You are viewing a plain text version of this content. The canonical link for it is here.
Posted to dev@subversion.apache.org by Malcolm Rowe <ma...@farside.org.uk> on 2006/02/12 22:13:35 UTC

Diffing schedule-deleted files - what's going on?

Could anyone explain the rationale behind our treatment of
schedule-deleted files encountered during 'svn diff'?  (I realise that
using 'rationale' and 'diff' in the same sentence may provoke some humour,
but presumably there is some reason for the current arrangement).

Specifically, we seem to treat such files as if they are empty, rather
than as if they are absent.  This is rather strange, since diffs once
we commit will (of course) treat the file as absent.

A reproduction recipe is below, which should hopefully make things a
little clearer.

I'd like to fix repos-BASE diffs so that they don't have this odd
behaviour (and fix another bug in exactly the same area), but before I do
that, I'd like to understand what the correct behaviour for diffs against
WORKING is supposed to be, since that might affect the way I do this.

[DannyB, I've cc:d you because you committed the original regression test,
and so presumably you've got some idea about this.]

Regards,
Malcolm

Re: Diffing schedule-deleted files - what's going on?

Posted by Julian Foad <ju...@btopenworld.com>.
Malcolm Rowe wrote:
> Could anyone explain the rationale behind our treatment of
> schedule-deleted files encountered during 'svn diff'?  (I realise that
> using 'rationale' and 'diff' in the same sentence may provoke some humour,
> but presumably there is some reason for the current arrangement).

Malcolm, thanks for persisting with this awkward "diff" stuff.

You might find this idea a bit daunting, but I have been thinking for a long 
time that a lot of the trouble and bugs in our implementation arise because the 
logic for determining and traversing the two trees to compare is mixed up with 
the logic for comparing them.  It's partly separated, but not enough.

I feel it might be worth tackling the problem by designing and writing a 
differencing engine (huh?

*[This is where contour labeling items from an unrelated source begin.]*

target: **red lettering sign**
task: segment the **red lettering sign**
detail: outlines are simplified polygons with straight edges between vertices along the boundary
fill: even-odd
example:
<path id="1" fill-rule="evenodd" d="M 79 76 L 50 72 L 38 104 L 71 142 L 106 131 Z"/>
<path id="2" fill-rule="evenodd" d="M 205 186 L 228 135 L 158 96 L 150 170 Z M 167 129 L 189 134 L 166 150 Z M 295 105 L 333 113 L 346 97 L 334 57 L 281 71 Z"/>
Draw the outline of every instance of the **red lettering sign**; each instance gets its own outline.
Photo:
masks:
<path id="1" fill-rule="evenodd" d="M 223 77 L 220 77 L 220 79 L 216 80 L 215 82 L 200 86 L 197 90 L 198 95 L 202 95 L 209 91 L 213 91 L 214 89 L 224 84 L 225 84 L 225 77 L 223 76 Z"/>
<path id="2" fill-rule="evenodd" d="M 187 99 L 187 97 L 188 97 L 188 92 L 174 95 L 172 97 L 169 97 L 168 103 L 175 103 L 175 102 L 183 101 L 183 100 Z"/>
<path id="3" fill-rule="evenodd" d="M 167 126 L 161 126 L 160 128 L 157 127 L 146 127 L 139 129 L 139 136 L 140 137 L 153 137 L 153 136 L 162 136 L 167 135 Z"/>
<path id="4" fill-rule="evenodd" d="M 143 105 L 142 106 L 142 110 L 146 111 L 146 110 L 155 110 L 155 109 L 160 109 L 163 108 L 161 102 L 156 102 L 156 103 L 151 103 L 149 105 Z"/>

I'm sure my history book said that had already been 
invented :-)) that is driven in the same way for a repository diff, a local 
diff of a repository-against-local diff.

Much of it is probably there already.  Things to do include:

* See how the repos diff, the local diff and the mixed diff are driven, and 
decide which method is the master method and convert the others to use that method.

* Ensure that the "from" and "to" trees are interchangeable, in that there are 
no restrictions on which sorts of trees can be the "from" and which can be the 
"to".

No small task, I know, but a load of goodness will fall out of it.

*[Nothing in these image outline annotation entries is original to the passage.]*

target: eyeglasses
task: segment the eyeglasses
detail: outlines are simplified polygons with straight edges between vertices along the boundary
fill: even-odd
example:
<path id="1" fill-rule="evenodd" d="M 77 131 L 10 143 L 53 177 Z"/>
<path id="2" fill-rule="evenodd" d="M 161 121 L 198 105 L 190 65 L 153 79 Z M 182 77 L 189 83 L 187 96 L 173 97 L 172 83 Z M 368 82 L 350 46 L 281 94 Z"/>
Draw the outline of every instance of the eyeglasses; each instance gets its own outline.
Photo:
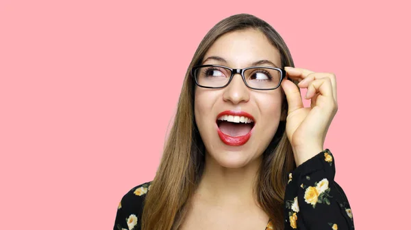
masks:
<path id="1" fill-rule="evenodd" d="M 240 74 L 249 88 L 271 90 L 278 88 L 286 76 L 286 70 L 270 66 L 251 66 L 244 69 L 232 69 L 217 65 L 197 66 L 191 75 L 197 85 L 210 89 L 223 88 L 229 84 L 235 74 Z"/>

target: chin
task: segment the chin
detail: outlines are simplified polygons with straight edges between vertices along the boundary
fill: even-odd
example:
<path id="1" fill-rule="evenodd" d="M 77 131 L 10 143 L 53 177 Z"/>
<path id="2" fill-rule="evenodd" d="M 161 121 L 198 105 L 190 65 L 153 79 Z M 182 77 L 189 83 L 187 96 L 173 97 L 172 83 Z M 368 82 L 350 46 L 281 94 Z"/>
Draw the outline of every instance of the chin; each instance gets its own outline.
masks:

BTW, for your own testing you might like to try the attached patch which simply 
adds a "WC" revision keyword so that you can try things like comparing "svn 
diff 3:WC" with "svn diff WC:3" and see if there are any asymmetries that 
indicate bugs.  Some combinations, like "-rWC:BASE", aren't supported.

- Julian

Re: Diffing schedule-deleted files - what's going on?

Posted by Malcolm Rowe <ma...@farside.org.uk>.
On Mon, Feb 13, 2006 at 03:27:00PM +0000, Julian Foad wrote:
> I don't get the result you describe from this part of your script.  Here's 
> what I get:
> 
> >+ svn diff -r0 wc
> >Index: wc/foo
> >===================================================================
> 
> Do you think that shows "the addition of an empty file"?

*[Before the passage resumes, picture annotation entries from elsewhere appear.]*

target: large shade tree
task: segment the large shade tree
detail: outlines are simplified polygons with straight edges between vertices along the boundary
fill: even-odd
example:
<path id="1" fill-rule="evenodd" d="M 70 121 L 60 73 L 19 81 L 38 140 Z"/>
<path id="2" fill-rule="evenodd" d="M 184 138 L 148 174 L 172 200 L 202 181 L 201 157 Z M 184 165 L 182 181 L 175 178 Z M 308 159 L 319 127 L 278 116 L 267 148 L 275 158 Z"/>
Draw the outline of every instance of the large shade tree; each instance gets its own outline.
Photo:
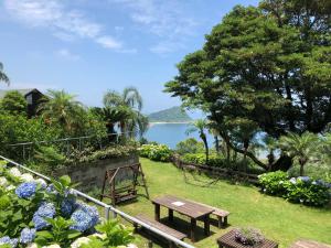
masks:
<path id="1" fill-rule="evenodd" d="M 3 72 L 3 64 L 0 62 L 0 82 L 4 82 L 9 85 L 10 80 L 7 74 Z"/>
<path id="2" fill-rule="evenodd" d="M 330 1 L 266 0 L 235 7 L 178 65 L 166 91 L 202 108 L 236 152 L 264 169 L 287 170 L 284 153 L 266 164 L 228 129 L 236 120 L 279 138 L 320 132 L 331 121 Z M 238 137 L 236 137 L 238 138 Z M 241 144 L 242 143 L 242 144 Z"/>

Yes, I do.  Consider what the patch format would look like for a new file
that has no changed hunks compared with the empty file.  (Also q.v. 'touch
foo; svn add foo; svn diff').

Also see the comment in libsvn_client/diff.c:diff_file_added() that
suggests that 'patch' should treat it as an added empty file, though I
couldn't seem to get that to work when I tested it.

Howver, it doesn't really matter whether we agree on what it represents,
because:

> I don't think this is a good output; I think it 
> is silly to output a header without some further indication of what 
> happened.
> 

I agree; see r18630 for the result.

> >+ svn diff -r0:BASE wc
> That one is not empty, but is correct, I think.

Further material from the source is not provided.